Understand Indiana's water
Executive Order 25-63 calls for raising public awareness about water conservation. Good decisions start with understanding where our water comes from and how we measure it.
How Indiana's water works
Rivers & streams
Rain and snowmelt drain across the land into creeks and rivers. A streamgage measures how much water passes a point each second — discharge, in cubic feet per second. Watch it rise after a storm and recede over days.
Aquifers below us
Much of Indiana's water is underground, in aquifers. Monitoring wells track the depth to water — how far down the water table sits. It falls in dry seasons and under heavy pumping, and recovers when recharge returns.
Everyone's in a watershed
A watershed (or sub-basin) is the land area that drains to a common waterway.

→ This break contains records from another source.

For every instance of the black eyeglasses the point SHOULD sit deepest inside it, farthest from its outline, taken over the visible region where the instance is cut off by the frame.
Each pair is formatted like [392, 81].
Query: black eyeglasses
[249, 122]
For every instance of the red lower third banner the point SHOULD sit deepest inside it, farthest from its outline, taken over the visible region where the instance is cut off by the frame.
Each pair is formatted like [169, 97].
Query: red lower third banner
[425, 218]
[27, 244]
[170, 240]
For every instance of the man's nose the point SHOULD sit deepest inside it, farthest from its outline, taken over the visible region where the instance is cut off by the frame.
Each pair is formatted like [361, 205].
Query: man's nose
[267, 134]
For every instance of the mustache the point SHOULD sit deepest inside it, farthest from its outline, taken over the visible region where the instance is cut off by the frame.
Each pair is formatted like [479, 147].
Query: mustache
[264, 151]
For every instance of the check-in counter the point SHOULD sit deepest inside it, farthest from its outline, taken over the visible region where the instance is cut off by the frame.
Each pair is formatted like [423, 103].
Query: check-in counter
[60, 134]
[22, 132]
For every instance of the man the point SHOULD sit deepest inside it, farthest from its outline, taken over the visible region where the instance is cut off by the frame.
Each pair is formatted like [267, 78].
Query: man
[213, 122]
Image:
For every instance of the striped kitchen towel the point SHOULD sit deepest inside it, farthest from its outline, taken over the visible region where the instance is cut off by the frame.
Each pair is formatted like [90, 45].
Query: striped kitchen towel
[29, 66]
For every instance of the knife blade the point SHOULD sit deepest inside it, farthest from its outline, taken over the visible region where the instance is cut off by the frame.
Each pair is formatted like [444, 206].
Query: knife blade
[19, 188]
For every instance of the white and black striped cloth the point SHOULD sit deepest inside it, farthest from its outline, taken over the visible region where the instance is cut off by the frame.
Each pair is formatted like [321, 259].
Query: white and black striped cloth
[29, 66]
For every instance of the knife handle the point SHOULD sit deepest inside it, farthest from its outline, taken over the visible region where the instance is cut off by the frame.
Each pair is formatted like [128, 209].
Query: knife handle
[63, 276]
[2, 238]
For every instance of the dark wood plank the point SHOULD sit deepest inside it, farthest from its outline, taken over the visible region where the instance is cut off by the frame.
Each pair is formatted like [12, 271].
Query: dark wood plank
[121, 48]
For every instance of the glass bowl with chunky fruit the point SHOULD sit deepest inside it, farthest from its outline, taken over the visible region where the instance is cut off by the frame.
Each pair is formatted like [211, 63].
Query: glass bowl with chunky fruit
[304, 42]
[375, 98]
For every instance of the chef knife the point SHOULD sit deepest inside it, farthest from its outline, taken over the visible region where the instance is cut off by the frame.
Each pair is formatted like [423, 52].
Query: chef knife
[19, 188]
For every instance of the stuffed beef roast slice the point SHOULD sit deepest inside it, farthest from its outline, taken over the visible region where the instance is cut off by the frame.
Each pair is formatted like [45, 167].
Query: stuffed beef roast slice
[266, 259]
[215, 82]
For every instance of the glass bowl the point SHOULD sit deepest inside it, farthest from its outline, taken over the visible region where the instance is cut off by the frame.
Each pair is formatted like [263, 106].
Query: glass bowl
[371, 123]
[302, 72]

What happens upstream reaches downstream — which is why Indiana plans water by sub-basin, not just by county.
Everyday conservation
At home
- Fix leaks — a dripping faucet can waste thousands of gallons a year.
- Water lawns deeply but less often, and in the early morning.
- Choose native and drought-tolerant plants that thrive on Indiana rainfall.
In the community
- Protect streamside buffers that filter runoff and steady flows.
- Capture rainwater and reduce paved runoff where you can.
- Follow local guidance during dry spells and low-flow advisories.